Caso semelhante ao relatado no filme. Num dos momentos, a repórter pergunta o que a mãe fez ao padre e o jovem responde "biscoitos", enquanto outro afirma que em locais menores o padre é visto como se Deus tivesse ali para as pessoas. Aqui não quero centrar críticas à Igreja Católica, vide até mesmo o caso recente ligado à "cura espiritual", em que até apresentador de telejornal fez questão de dar opinião de que "estava muito estranho", ao tratar da quantidade de denúncias que apareciam.

Irrita-me muito o fato de as pessoas se aproveitarem das fraquezas psicológicas de outrem para se beneficiar de algo. E aí vai desde casos de aproximação de amizade, algo que comentava em casa na tarde de ontem; até casos de assédio e outras formas de violência. Há toda uma indústria que se mobiliza em torno disso. E aqui sim há uma mobilização gigante para acreditar piamente, pois não há link na internet ou opinião de especialista que ajude.

O filme é ainda mais interessante no momento em que o diretor do jornal pede para sair de um caso específico e denunciar o sistema que permita que coisas daquele jeito, de décadas, acontecessem. Em outra coincidência, ouvi num telejornal ainda ontem que o papa Francisco disse que os casos de pedofilia teriam diminuído a credibilidade da instituição, que do segundo semestre do ano passado para cá tem colocado especialistas no tema na alta cúpula. Mas, 18 anos depois de Spotlight. Outro porém é a denúncia que Francisco teria encoberto algumas denúncias que surgiram (https://brasil.elpais.com/brasil/2018/08/26/internacional/1535270300_057389.html).
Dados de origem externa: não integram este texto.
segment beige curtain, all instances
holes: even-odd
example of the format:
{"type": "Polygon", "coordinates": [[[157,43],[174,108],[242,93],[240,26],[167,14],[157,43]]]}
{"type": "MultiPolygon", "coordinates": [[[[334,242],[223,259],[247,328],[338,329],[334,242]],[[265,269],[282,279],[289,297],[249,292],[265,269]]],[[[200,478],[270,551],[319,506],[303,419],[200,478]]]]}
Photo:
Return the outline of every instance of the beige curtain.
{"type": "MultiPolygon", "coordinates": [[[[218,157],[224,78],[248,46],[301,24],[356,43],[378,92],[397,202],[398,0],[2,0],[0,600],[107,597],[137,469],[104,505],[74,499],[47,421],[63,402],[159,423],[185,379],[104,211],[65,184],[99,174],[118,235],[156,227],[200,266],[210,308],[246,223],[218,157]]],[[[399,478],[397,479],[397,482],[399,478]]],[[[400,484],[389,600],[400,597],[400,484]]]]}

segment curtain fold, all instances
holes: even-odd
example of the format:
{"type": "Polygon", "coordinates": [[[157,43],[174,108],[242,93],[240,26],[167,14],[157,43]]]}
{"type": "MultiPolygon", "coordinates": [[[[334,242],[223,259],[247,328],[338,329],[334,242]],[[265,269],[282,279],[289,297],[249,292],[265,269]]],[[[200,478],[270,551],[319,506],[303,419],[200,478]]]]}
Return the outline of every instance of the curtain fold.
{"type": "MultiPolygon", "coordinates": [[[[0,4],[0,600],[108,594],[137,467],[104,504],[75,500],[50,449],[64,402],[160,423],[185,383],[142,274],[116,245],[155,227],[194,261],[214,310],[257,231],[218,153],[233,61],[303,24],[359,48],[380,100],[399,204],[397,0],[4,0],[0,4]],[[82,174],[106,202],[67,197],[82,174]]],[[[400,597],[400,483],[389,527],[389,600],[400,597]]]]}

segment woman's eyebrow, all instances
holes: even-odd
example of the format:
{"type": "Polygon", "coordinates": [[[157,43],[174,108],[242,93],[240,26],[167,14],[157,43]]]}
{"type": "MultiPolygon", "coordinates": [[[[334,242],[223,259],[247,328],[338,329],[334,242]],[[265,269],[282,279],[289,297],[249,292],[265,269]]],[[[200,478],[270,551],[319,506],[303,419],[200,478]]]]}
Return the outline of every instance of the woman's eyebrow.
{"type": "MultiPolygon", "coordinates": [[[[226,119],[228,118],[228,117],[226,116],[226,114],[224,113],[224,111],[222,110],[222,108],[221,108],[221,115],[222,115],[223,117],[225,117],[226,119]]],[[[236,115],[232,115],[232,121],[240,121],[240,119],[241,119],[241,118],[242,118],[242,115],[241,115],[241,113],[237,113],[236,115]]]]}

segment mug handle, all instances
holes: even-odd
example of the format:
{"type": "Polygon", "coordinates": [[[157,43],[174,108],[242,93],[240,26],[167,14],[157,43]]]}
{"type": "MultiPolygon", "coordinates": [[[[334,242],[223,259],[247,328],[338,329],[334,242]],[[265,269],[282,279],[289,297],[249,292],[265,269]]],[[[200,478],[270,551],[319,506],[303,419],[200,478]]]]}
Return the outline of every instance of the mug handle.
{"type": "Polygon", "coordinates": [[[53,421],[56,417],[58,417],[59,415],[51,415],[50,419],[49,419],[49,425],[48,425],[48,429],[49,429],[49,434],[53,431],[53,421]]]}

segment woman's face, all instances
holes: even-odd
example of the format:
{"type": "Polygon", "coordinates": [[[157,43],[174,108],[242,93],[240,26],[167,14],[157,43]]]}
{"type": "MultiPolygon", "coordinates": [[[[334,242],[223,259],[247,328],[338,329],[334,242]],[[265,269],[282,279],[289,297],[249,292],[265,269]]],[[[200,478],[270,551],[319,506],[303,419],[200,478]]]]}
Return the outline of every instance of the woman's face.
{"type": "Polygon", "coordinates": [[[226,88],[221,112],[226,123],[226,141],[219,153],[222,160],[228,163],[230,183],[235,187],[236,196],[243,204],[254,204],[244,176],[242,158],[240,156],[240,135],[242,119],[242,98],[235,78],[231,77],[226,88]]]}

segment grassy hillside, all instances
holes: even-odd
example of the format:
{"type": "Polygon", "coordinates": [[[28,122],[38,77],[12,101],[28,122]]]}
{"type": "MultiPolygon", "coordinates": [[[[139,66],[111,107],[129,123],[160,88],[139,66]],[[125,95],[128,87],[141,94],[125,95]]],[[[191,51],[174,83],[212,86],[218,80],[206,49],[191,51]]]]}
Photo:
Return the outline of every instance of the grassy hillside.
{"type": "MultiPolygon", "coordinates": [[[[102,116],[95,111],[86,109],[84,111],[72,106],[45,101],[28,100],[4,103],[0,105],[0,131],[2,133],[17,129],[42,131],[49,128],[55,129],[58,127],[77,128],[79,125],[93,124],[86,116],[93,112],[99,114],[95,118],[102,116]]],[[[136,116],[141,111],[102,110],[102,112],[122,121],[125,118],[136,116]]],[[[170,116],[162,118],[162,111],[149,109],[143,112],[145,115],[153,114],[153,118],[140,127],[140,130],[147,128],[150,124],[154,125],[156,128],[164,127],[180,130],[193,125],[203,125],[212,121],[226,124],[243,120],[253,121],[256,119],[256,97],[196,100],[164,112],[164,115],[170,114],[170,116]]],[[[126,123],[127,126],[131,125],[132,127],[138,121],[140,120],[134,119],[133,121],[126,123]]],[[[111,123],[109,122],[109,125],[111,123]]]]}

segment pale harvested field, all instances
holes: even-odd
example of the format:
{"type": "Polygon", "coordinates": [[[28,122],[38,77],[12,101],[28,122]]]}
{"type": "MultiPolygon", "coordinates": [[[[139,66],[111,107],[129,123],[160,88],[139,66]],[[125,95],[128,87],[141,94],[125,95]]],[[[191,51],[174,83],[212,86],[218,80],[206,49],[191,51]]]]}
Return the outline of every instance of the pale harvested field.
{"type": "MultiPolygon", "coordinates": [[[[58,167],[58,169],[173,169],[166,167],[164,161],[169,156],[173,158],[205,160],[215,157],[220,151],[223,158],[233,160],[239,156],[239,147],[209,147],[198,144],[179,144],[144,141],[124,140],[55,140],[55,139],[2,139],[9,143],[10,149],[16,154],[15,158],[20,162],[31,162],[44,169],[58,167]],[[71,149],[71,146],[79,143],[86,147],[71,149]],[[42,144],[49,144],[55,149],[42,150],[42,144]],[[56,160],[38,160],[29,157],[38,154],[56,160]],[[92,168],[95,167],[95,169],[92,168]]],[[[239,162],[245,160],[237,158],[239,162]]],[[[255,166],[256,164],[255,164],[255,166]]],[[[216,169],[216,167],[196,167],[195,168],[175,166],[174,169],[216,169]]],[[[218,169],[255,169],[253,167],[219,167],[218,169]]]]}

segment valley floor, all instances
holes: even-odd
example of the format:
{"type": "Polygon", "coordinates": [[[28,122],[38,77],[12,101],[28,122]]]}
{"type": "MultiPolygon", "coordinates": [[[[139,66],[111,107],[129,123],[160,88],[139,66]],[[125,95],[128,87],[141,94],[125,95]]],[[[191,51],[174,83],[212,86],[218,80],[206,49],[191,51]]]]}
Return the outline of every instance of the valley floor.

A forma como isso se dá mostra que séculos depois da Idade Média, a Igreja Católica permanece como uma instituição muito poderosa. A diferença, ao menos no caso brasileiro, é que a bancada religiosa tem muita força e distribuição por outras matizes religiosas ligadas ao protestantismo.

Por fim, mas não menos importante, vale resgatar ainda que neste caso tivemos a denúncia de três padres em Arapiraca-AL (última notícia sobre o caso que encontrei: http://gazetaweb.globo.com/portal/noticia/2017/07/tribunal-de-justica-mantem-condenacao-a-padres-de-arapiraca-_36273.php), não à toa o nome da cidade aparecem nos créditos do filme, pronto em 2015. A investigação foi feita por Roberto Cabrini, do SBT. 

Lembrei ainda que ano passado houve ato ecumênico durante o "Ele Não" de Maceió, e uma pessoa denunciou o padre que participou (https://tribunahoje.com/noticias/cidades/2018/10/26/padre-alagoano-sofre-intimidacao-por-participar-do-ato-ele-nao/) para a Arquidiocese, acusando-o de proselitismo político. O padre lembrou da invasão à CNBB por partidários do atual presidente.

Ainda que eu tenha posicionamento sobre religião, deixo claro que não sou de tentar estimular que as pessoas tenham o mesmo que eu. Creio que a fé em algo é importante para diversos momentos, mas que é ainda mais relevante que as pessoas estejam bem e conscientes sobre este processo. O ponto de vista crítico vale em quaisquer situações. Especialmente para perceber os problemas nos espaços que se ocupa, retirando qualquer local em que discussões ou críticas não possam ocorrer. Afinal, "degeneração moral" ou "doutrinação ideológica" surgem mais de lugares "tradicionais" e "confiáveis" do que daqueles que sempre foram alvo. Afinal, a quem interessa uma educação que estimule a autonomia do pensamento crítico?